Motherhood should be safe for all women

17 05 2009

Nicholas Kristof wrote an op-ed published in yesterday’s New York Times about the plight of mothers in Sierra Leone, West Africa.  Around the globe, too many women die of childbirth when they shouldn’t have to because these deaths are preventable.  Kristof writes:

According to the World Health Organization, Sierra Leone has the highest maternal mortality in the world, and in several African countries, 1 woman in 10 ends up dying in childbirth. It’s pretty clear that if men were dying at these rates, the United Nations Security Council would be holding urgent consultations, and a country such as this would appoint a minister of paternal mortality.

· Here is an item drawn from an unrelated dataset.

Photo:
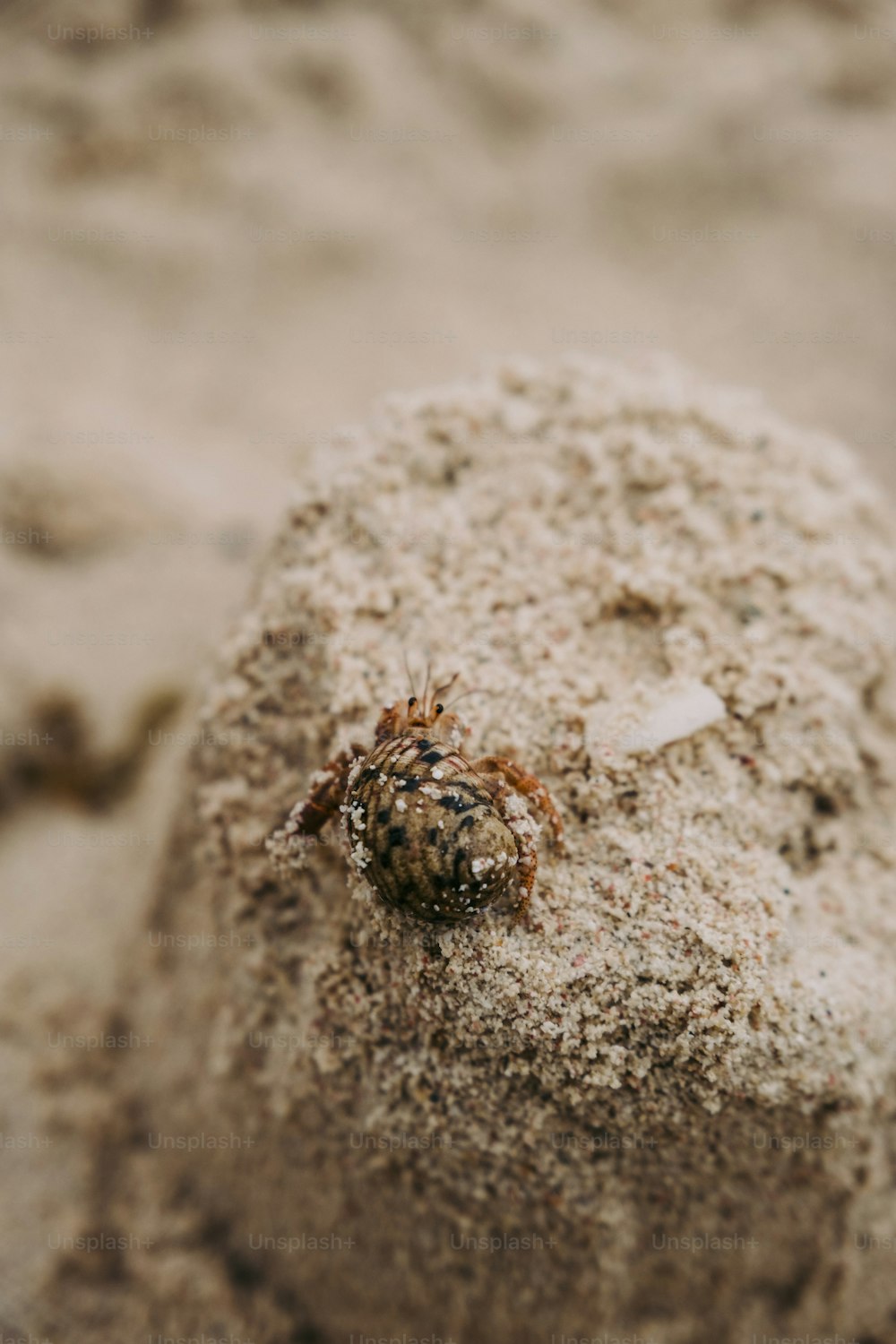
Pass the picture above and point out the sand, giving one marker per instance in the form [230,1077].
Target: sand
[659,1107]
[185,319]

Yet half-a-million women die annually from complications related to pregnancy or childbirth without attracting much interest because the victims are typically among the most voiceless people in the world: impoverished, rural, uneducated and female.

He later builds on this:

I’ve seen women dying like this in many countries — on the first win-a-trip journey in 2006, a student and I watched a mother of three dying in front of us in Cameroon — and it’s not only shattering but also infuriating. It’s no mystery how to save the lives of pregnant women; what’s lacking is the will and resources.

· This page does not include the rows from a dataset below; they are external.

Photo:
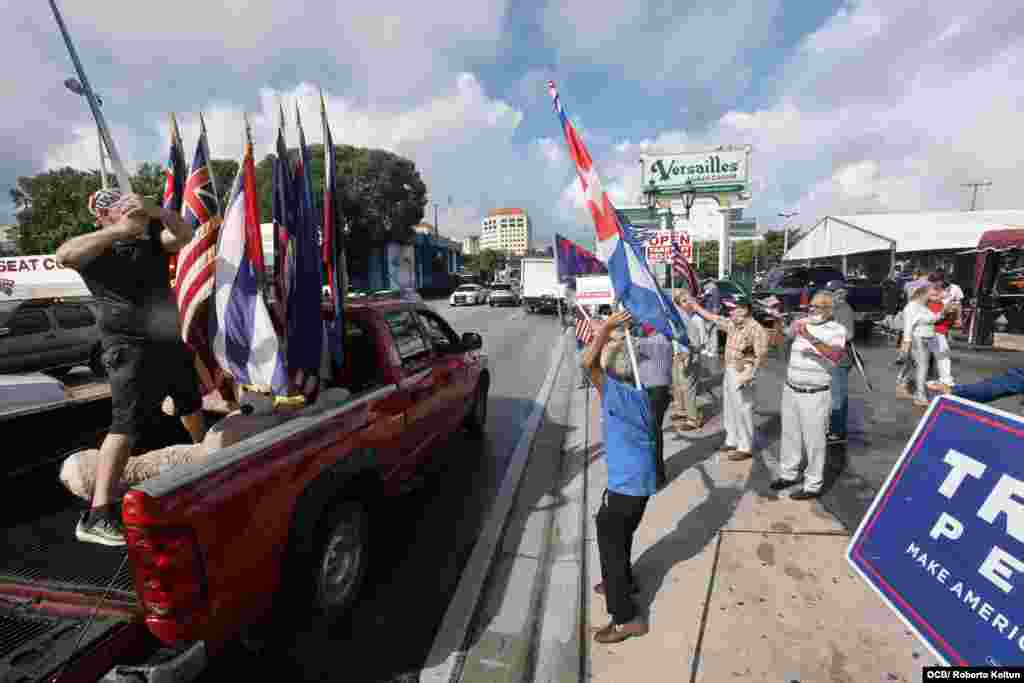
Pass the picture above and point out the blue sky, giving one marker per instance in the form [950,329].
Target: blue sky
[868,105]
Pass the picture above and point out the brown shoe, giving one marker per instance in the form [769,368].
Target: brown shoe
[738,456]
[616,633]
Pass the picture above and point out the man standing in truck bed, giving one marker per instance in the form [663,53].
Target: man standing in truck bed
[125,265]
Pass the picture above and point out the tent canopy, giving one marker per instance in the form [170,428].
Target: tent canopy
[844,236]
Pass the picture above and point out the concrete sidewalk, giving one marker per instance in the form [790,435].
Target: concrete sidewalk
[738,581]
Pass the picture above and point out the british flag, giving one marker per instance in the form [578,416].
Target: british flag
[194,285]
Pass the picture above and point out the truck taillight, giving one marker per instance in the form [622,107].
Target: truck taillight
[169,574]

What is being done about this?  Well, President Obama has restored funding to the United Nations Population Fund which renovates hospital wards, provides free medication and works to ensure that poor women in labor don’t die because they can’t afford to pay $100 for a Caesarian section.  Organizations that are working on this issue include:

White Ribbon Alliance for Safe Motherhood

CARE

Averting Maternal Death and Disability

There has also been a bill introduced earlier in March, the Newborn, Child, and Mother Survival Act, which would champion the United States as a leader in the global community in improving the health and lives of newborn babies, children and mothers.  Unfortunately this bill has not been given prompt or due attention.